ChemPhysChem
- Discipline: Physical chemistry
- Language: English
- Edited by: Kira Welter

Publication details
- History: 2000–present
- Publisher: Wiley-VCH on behalf of Chemistry Europe
- Frequency: Biweekly
- Open access: Hybrid
- Impact factor: 3.520 (2021)

Standard abbreviations
- ISO 4: ChemPhysChem

Indexing
- CODEN: CPCHFT
- ISSN: 1439-4235 (print) 1439-7641 (web)
- LCCN: 00256045
- OCLC no.: 45745048

Links
- Journal homepage; Online access; Online archive;

= ChemPhysChem =

ChemPhysChem is a biweekly peer-reviewed scientific journal published by Wiley-VCH on behalf of Chemistry Europe.

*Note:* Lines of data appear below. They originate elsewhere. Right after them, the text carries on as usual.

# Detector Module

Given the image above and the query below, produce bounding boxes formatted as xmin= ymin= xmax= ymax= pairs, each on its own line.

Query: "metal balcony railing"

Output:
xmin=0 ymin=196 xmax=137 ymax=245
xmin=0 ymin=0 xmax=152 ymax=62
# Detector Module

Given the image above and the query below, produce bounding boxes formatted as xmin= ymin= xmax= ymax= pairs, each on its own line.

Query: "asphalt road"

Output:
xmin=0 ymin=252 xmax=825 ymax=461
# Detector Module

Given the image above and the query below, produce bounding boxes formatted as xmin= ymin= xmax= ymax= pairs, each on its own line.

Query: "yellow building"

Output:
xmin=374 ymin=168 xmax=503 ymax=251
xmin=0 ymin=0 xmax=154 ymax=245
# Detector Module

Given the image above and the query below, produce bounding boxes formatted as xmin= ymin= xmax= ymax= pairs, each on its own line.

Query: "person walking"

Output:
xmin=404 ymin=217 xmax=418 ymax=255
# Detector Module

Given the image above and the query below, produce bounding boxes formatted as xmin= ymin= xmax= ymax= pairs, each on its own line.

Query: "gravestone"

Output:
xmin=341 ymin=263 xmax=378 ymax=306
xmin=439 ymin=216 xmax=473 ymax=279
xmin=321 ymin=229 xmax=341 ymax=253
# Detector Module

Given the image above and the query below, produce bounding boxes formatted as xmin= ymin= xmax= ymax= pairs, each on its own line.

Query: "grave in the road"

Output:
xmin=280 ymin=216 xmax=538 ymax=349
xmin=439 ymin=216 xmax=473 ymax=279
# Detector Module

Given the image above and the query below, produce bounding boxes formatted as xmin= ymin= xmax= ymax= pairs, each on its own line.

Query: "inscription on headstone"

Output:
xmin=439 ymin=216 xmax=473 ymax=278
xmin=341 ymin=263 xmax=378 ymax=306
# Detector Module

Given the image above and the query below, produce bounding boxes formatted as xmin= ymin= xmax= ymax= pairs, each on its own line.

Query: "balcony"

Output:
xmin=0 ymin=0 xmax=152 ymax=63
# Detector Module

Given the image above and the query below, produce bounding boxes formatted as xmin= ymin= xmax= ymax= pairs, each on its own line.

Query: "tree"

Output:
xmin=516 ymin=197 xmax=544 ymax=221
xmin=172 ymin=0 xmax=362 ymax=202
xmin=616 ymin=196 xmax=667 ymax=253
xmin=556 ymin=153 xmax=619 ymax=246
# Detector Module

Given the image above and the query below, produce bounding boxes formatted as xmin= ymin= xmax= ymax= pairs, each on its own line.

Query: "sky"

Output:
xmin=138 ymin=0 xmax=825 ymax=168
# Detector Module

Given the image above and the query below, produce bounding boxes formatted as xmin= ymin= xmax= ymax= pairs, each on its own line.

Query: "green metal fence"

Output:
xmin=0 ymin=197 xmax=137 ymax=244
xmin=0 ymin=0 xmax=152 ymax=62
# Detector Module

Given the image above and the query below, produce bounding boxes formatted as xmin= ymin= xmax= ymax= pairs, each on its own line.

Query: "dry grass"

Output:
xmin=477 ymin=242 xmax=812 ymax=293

It was established in 2000 and covers all aspects of chemical physics and physical chemistry. Initially published monthly, the journal moved to 18 issues per year in 2007, and further to biweekly in 2016.

==Abstracting and indexing==
The journal is abstracted and indexed by:

- Cambridge Structural Database
- Chemical Abstracts Service
- Current Contents/Physical, Chemical & Earth Sciences
- Index Medicus/MEDLINE/PubMed
- Inspec
- PASCAL
- Science Citation Index Expanded
- Scopus
- VINITI Database RAS

According to the Journal Citation Reports, the journal has a 2021 impact factor of 3.520.